In order to offset the resulting reduction of DRAM cell capacitance, and floating gate to control gate coupling capacitance, with shrinking memory cell size, several solutions have been proposed. The use of texturized or roughened semiconductor electrodes for control gates or capacitor plates is one proposed technique for increasing floating gate to control gate coupling capacitance, and DRAM cell capacitance. One technique for forming these textured semiconductor electrodes is to deposit a silicon dioxide layer over a polysilicon film. Low pressure chemical vapor deposition is then used to deposit polysilicon islands onto the silicon dioxide surface. The exposed portion of the silicon dioxide layer is then anisotropically etched to expose a portion of the polysilicon surface. The exposed portion of the polysilicon surface is then anisotropically etched to form depressions within the polysilicon film. The remaining portion of the silicon dioxide layer is then removed and the textured polysilicon layer is then used to fabricate floating gates and capacitor electrodes.
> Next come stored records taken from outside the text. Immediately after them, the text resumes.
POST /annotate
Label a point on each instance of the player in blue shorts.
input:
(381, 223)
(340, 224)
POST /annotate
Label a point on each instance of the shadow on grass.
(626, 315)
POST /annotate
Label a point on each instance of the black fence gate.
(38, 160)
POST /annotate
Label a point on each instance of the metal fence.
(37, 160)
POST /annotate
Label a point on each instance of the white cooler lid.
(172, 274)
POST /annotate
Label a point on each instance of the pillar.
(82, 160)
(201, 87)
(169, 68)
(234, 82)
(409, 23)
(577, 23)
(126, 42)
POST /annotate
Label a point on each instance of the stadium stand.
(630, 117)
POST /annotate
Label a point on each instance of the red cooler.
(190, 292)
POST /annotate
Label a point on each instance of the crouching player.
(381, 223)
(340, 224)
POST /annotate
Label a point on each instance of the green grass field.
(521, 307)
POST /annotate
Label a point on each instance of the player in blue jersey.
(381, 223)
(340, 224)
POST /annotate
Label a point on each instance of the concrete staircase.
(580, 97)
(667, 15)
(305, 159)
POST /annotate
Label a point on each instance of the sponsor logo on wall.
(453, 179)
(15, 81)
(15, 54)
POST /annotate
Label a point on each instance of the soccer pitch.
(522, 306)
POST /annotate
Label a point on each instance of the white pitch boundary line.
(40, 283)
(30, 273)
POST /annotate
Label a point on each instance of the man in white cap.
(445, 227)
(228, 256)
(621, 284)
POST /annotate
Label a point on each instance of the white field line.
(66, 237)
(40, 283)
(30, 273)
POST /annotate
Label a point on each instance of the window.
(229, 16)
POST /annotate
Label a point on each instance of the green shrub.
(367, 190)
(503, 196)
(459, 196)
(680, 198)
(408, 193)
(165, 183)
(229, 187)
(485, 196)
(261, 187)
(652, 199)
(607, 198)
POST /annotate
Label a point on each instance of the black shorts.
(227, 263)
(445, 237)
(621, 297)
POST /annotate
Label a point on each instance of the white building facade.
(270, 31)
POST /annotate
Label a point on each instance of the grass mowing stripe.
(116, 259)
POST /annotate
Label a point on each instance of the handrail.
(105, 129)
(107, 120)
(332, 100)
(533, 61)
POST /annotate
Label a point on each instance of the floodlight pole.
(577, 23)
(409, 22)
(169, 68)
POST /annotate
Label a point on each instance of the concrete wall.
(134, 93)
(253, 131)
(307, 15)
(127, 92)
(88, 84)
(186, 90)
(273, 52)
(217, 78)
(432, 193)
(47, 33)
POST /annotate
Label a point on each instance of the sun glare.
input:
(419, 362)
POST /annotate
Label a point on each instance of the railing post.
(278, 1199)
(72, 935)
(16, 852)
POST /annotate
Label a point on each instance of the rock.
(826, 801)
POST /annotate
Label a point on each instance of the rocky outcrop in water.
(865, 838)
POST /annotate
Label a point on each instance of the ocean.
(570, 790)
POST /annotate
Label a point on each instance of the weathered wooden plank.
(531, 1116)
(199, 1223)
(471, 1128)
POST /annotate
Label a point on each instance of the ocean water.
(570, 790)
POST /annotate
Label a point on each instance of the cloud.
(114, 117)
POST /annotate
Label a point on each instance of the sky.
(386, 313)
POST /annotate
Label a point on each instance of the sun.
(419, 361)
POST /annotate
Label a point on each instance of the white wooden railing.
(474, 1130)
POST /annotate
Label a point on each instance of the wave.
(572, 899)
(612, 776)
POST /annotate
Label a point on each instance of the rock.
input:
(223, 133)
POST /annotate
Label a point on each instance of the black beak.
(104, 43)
The process for forming the polysilicon islands, however, has a narrow processing window. The nucleation and growth of a polysilicon island is dependent on deposition temperature. Therefore, temperature gradients across a wafer, as well as temperature variations from wafer to wafer, can lead to uniformity and repeatability problems. In addition, polysilicon island formation is also dependent on the morphology and cleanliness of the underlying deposition surface. Thus variations in surface morphology and surface cleanliness can also lead to non-uniform and non-repeatable polysilicon island formation. Consequently, the texture of the resulting polysilicon films can vary within a wafer and from wafer to wafer. Therefore, the electrical characteristics and performance of a given semiconductor device may vary within the same chip or from chip to chip, and may ultimately result in the fabrication of memory devices that are unreliable and non-functional. Accordingly, a need exists for a process that uniformly roughens or texturizes the surface of semiconductor electrodes used in semiconductor devices.